Directed by David Koepp. Starring Joseph Gordon-Levitt, Michael Shannon, Dania Ramirez, Jamie Chung, Aasif Mandvi, Wolé Parks, Christopher Place, Henry O. (2012, PG-13, 91 min.)
REVIEWED By Marjorie Baumgarten, Fri., Aug. 24, 2012
Dodging Manhattan traffic has never been a sport for the fainthearted. Weaving through traffic as a bicycle messenger on a single-gear bike with no brakes is the sign of someone with a death wish or, as Premium Rush would have it, the symbol of the new urban hero/outlaw. Essentially a chase movie, Premium Rush is heavier on action than it is on plot, which is a shame since it’s directed and co-written by David Koepp, the esteemed screenwriter turned occasional writer/director, whose early career is notable for, among other things, his tangled, complex scenarios for such films as Carlito’s Way, Snake Eyes, and Mission: Impossible.
Joseph Gordon-Levitt stars as Wilee (as in Coyote), the movie’s daredevil protagonist. A law school dropout, Wilee loves the freedom and adrenaline rush of pedaling nonstop across the city. We know this because he tells us so in a voiceover monologue. To make up for this character’s wind-to-his-back dramatic arc, Premium Rush has cast Michael Shannon as the film’s heavy: the unhinged and volatile detective, Bobby Monday. Unhinged is a characteristic that has become synonymous with Shannon’s burgeoning film career (see Take Shelter, Revolutionary Road, and Boardwalk Empire for a few more popular examples). Shannon is required to do all the dramatic heavy lifting here, so the actor can be forgiven if he seems to go a bit overboard in terms of the character’s mania. The secret of what Wilee is carrying in his messenger bag is stretched out, but it nevertheless seems unlikely that a courier would risk life and limb to protect its contents.

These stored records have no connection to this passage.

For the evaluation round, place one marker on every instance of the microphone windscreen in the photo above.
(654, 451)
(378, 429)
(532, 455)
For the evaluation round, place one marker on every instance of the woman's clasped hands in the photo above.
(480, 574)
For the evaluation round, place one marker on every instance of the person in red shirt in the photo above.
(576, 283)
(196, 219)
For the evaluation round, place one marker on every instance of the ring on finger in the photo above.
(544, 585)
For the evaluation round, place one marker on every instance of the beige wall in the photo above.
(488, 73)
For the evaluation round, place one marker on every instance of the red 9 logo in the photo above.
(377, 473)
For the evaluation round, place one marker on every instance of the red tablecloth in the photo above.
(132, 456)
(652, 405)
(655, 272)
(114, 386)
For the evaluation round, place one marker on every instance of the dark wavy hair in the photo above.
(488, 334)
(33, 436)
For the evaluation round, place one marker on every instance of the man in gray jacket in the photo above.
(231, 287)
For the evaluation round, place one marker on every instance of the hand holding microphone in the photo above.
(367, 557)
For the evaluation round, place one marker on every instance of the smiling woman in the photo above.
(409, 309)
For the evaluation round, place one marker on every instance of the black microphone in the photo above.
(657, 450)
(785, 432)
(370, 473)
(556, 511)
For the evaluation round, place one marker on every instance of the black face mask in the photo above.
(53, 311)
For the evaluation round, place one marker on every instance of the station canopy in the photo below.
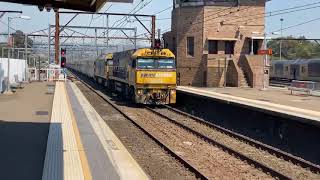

The riding is fun to watch for a while but it will soon seem repetitive to all but the most serious bicycle gearheads. The camerawork is largely naturalistic, with computer touches added to simulate overhead map views and strategic calculations that look very much like sports graphics that use superimposed arrows to elucidate a player’s drive to the basket or path through a defensive line. Yet the action is neither cathartic nor supremely exhilarating. Bullitt on a bike this film is not.